General Runge-Kutta Solver.
https://en.wikipedia.org/wiki/Runge–Kutta_methods

b_tableau, nested tuple, contains weights of integration. 
f, function, is the function to iterate. Should only be a function of x, t. 
x0, FloatTensor, is the intial condition.
t0, FloatTensor, is the start time of integration.
t1, FloatTensor, is the end time of integration.
N, int, is the desired number of timesteps. 
"""

def explicit_RK(b_tableau, f, x0, t0, t1, N):        
    h = (t1 - t0) / float(N) # calculate step size
    x = x0 # initialize saved dynamics
    mesh = (t0 + h * i for i in range(N)) # generator of time values
    for time in mesh:
        
        k = [f(x, time + h*b_tableau[0][0])] # Covers the first row of the Butcher tableau. 
        for i, row in enumerate(b_tableau[1:-1]): # Covers the middle rows of the Butcher tableau.
            k.append(f(x + sum(w * k[idx] * h for idx, w in enumerate(row[1:])), time + row[0] * h)) # calculate k's. 
        x = x + sum(w * k_i * h for k_i, w in zip(k, b_tableau[-1])) # calculate timestep 
    return x

In [209]:
# Convenience tuple -> tensor function
def flatten(*args):
    return(torch.cat(tuple(torch.flatten(arg) for arg in args), dim=0).view(1,-1))

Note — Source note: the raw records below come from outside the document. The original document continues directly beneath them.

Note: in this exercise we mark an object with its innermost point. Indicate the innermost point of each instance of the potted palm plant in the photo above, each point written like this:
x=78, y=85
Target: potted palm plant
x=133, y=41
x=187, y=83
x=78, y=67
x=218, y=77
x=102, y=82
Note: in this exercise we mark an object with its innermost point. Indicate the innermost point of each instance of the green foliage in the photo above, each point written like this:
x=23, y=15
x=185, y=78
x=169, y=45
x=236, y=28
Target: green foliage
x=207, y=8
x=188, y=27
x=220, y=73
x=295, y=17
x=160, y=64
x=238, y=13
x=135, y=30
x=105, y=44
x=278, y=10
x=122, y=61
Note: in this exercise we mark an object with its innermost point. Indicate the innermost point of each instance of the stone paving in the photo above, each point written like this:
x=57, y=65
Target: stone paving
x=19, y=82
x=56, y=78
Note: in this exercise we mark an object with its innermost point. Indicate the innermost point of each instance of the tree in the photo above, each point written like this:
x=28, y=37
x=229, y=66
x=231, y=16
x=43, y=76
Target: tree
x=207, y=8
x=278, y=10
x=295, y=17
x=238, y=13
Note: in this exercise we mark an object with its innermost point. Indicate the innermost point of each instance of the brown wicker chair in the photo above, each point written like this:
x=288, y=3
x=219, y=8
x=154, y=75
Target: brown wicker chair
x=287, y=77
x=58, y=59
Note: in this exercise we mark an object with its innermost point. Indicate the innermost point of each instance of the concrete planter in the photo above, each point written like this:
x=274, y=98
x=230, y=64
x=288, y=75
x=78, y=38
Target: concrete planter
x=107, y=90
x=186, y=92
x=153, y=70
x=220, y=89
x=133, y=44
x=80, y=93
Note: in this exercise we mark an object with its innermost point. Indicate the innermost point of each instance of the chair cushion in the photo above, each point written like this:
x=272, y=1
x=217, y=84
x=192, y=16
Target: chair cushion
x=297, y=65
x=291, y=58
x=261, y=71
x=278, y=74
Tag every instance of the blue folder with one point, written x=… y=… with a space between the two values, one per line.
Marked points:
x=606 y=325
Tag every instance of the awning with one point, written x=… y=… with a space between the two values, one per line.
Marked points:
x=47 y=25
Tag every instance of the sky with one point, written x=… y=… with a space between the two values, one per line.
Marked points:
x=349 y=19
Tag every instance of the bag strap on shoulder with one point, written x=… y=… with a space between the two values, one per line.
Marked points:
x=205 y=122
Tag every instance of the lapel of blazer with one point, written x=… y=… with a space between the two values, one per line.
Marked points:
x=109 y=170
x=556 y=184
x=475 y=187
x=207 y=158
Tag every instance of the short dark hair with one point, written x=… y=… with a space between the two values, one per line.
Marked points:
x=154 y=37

# Convenience tensor -> tuple function
def unflatten(x, n_e, sizes):
    return (x[0, 0:n_e[0]].view(sizes[0]),
            x[0, n_e[0]:n_e[0] + n_e[1]].view(sizes[1]),
            x[0, (n_e[0] + n_e[1]):(n_e[0] + n_e[1] + n_e[2])].view(sizes[2]),
            x[0, (n_e[0] + n_e[1] + n_e[2]):].view(sizes[3]),
            )

class Integrate(torch.autograd.Function):
    def __deepcopy__(self, memo):
        return Integrate(copy.deepcopy(memo))
    
    @staticmethod
    def forward(ctx, Integrator, f, x0, t0, t1, N, net_params):
                
        solution = Integrator(RK4, lambda x, t: f(x, t, net_params), x0, t0, t1, N)
            
        # Save for jacobian calculations in backward()
        ctx.save_for_backward(x0,t0,t1,net_params)
        ctx.solution = solution
        ctx.Integrator = Integrator
        ctx.N = N
        ctx.f = f
        
        return solution
    
    @staticmethod
    def backward(ctx, dL_dz1):
        # Get all saved context
        z0, t0, t1, net_params = ctx.saved_tensors
        z1 = ctx.solution
        N = ctx.N
        f = ctx.f
        
        # Convenience sizes
        batch_size = z0.size()[0]
        img_len = int(z0.numel() / batch_size)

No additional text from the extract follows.